1 -O presente decreto-lei destina-se a regular o fabrico e comercialização dos géneros alimentícios definidos e caracterizados nos artigos 2.º e 3.º destinados ao consumidor final.
2 -Não são abrangidos pelas disposições deste diploma os géneros alimentícios referidos no número anterior quando destinados ao fabrico de produtos de confeitaria, pastelaria, bolachas e similares e afins do pão, bem como as conservas de tomate e de pimentos, considerados para este efeito como equiparados a produtos hortícolas.

(Definições)

1 -Para efeitos do presente diploma, entende-se por:
a)Conserva - o produto resultante de frutos, inteiros ou em fracções, sem cozedura, adicionado de calda de açúcar, sumo, néctar ou água, acondicionado em recipiente hermético e submetido a tratamento térmico adequado, com o fim de evitar a deterioração;
b)Compota - o produto resultante de frutos, inteiros ou em pedaços, impregnados de açúcares por prévia cozedura em calda de açúcar, acondicionado em recipientes hermeticamente fechados e submetido a tratamento térmico adequado, com o fim de evitar a deterioração;
c)Doce - o produto resultante da mistura de polpa e ou polme de frutos de uma ou mais espécies e de açúcares, nas quantidades adequadas e, com consistência gelificada apropriada, não podendo ser utilizado o polme no doce de categoria extra;
d)Marmelada - o produto resultante da mistura homogénea e consistente obtida exclusivamente da cozedura do mesocarpo do marmelo com açúcares;
e)Creme de castanha, de amêndoa ou de avelã - o produto resultante da mistura de polme da respectiva semente comestível com açúcares, com consistência apropriada;
f)Citrinada - o produto resultante da mistura, com consistência gelificada apropriada, de polpa, polme, sumo, extracto aquoso e casca, ou de vários destes produtos obtidos a partir de frutos cítricos, com açúcares;
g)Geleia - o produto resultante da mistura de sumo e ou extracto aquoso de frutos de uma ou mais espécies e de açúcares, em quantidades adequadas, com consistência suficientemente gelificada.
2 -Para efeitos do disposto na alínea c) do presente artigo, são equiparados a frutos comestíveis os seguintes produtos vegetais: cenoura, batata-doce, escorcioneira, gengibre e ruibarbo.

(Características)

1 -Os géneros alimentícios definidos no artigo anterior, de acordo com o respectivo tipo comercial, devem obedecer às características estabelecidas no quadro I anexo a este diploma.
2 -Em casos de misturas, os teores mínimos fixados no número anterior para as diferentes espécies de frutos são calculados proporcionalmente às percentagens utilizadas de cada um dos constituintes.
3 -No doce extra e na geleia extra de maçã, pêra, ameixa de caroço aderente, uva, melão, melancia, abóbora, pepino, tomate e cenoura só pode ser utilizada uma espécie de fruto.

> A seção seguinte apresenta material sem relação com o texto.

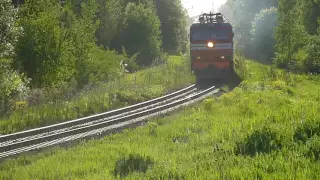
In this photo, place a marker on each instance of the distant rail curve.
(100, 124)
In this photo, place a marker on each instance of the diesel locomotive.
(211, 47)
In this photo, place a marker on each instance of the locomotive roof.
(210, 19)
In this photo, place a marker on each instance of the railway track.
(39, 138)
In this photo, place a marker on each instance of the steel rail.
(28, 138)
(58, 126)
(106, 125)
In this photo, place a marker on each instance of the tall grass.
(127, 90)
(267, 128)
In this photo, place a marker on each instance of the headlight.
(210, 45)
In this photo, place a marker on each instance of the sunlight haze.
(195, 7)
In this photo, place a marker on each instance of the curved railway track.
(39, 138)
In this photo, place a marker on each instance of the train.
(211, 39)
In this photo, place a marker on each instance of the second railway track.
(34, 139)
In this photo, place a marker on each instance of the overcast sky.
(195, 7)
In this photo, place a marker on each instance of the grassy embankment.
(265, 128)
(127, 90)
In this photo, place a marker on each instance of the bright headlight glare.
(210, 44)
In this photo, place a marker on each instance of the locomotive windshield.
(207, 34)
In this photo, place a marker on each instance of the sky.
(195, 7)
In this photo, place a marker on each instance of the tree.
(8, 30)
(173, 20)
(40, 48)
(141, 33)
(244, 12)
(263, 40)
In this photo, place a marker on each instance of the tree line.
(46, 43)
(283, 32)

(Características das matérias-primas utilizadas)

Sem prejuízo do disposto no n.º 2 do artigo 2.º, no fabrico de géneros alimentícios definidos nos artigos 2.º e 3.º são permitidas exclusivamente as matérias-primas a seguir referidas, caracterizadas nos seus elementos essenciais:
a) Frutos - os frutos frescos, sãos, isentos de qualquer alteração, no estado de maturação industrial, limpos e contendo todos os seus componentes essenciais;
b) Polpa de frutos - parte comestível de frutos inteiros, eventualmente descascados e ou extraídas as sementes, podendo essa parte comestível ser cortada em pedaços ou esmagada, mas não reduzida a pasta;
c) Polme de frutos - parte comestível de frutos inteiros, descascados e extraídas as sementes, estando essa parte comestível reduzida a pasta, por refinação mecânica ou processo similar;
d) Sumo de frutos - produto líquido, fermentescível, mas não fermentado, extraído por processos mecânicos de frutos sãos, isentos de qualquer alteração e no estado de maturação apropriado, frescos ou conservados por processos físicos, possuindo a cor, o aroma e o sabor característico do sumo dos frutos dos quais provem e, bem assim, o produto idêntico obtido a partir do sumo concentrado de frutos da espécie referida, por adição de água com caracteres químicos, microbiológicos e organolépticos adequados, em proporção igual à da água extraída na concentração, podendo o aroma ser-lhe restituído por adição de substâncias aromatizantes provenientes do sumo de frutos da mesma espécie;
e) Extracto aquoso de frutos - produto líquido obtido de frutos, por tratamento com água, que contém todos os constituintes solúveis da matéria-prima utilizada, descontadas as perdas inevitáveis, mesmo seguindo as boas práticas de fabrico;
f) Açúcares - os que apresentam as características definidas para os seguintes tipos:
Açúcar semibranco;
Açúcar branco;
Açúcar branco extra;
Açúcar líquido;
Açúcar líquido invertido;
Xarope de açúcar invertido;
Dextrose monoidratada;
Dextrose anidra;
Xarope de glucose;
Xarope de glucose desidratado;
Frutose.

(Tratamento das matérias-primas)

1 -As matérias-primas utilizadas no fabrico dos produtos a que se refere o presente diploma, com excepção dos açúcares, apenas podem sofrer os seguintes tratamentos:
a)Pelo calor ou pelo frio;
b)Liofilização;
c)Concentração, na medida em que esta operação lhes seja adequada tecnicamente;
d)Pelo dióxido de enxofre (E 220) ou seus sais indicados no quadro IV anexo a este diploma (E 221, E 222, E 223, E 224, E 226 e E 227);
e)Pelos ácidos sórbico e benzóico e respectivos sais (E 200, E 201, E 202, E 203, E 210, E 211, E 212 e E 213), na polpa de marmelo destinada ao fabrico de marmelada.
2 -Quando se trate de castanhas, estas podem ser previamente humedecidas, durante um curto período, uma solução de dióxido de enxofre (E 220).
3 -No caso de damascos, ameixas e figos, os frutos destinados ao fabrico de doces que não sejam do tipo extra podem sofrer tratamento de desidratação diferente da liofilização.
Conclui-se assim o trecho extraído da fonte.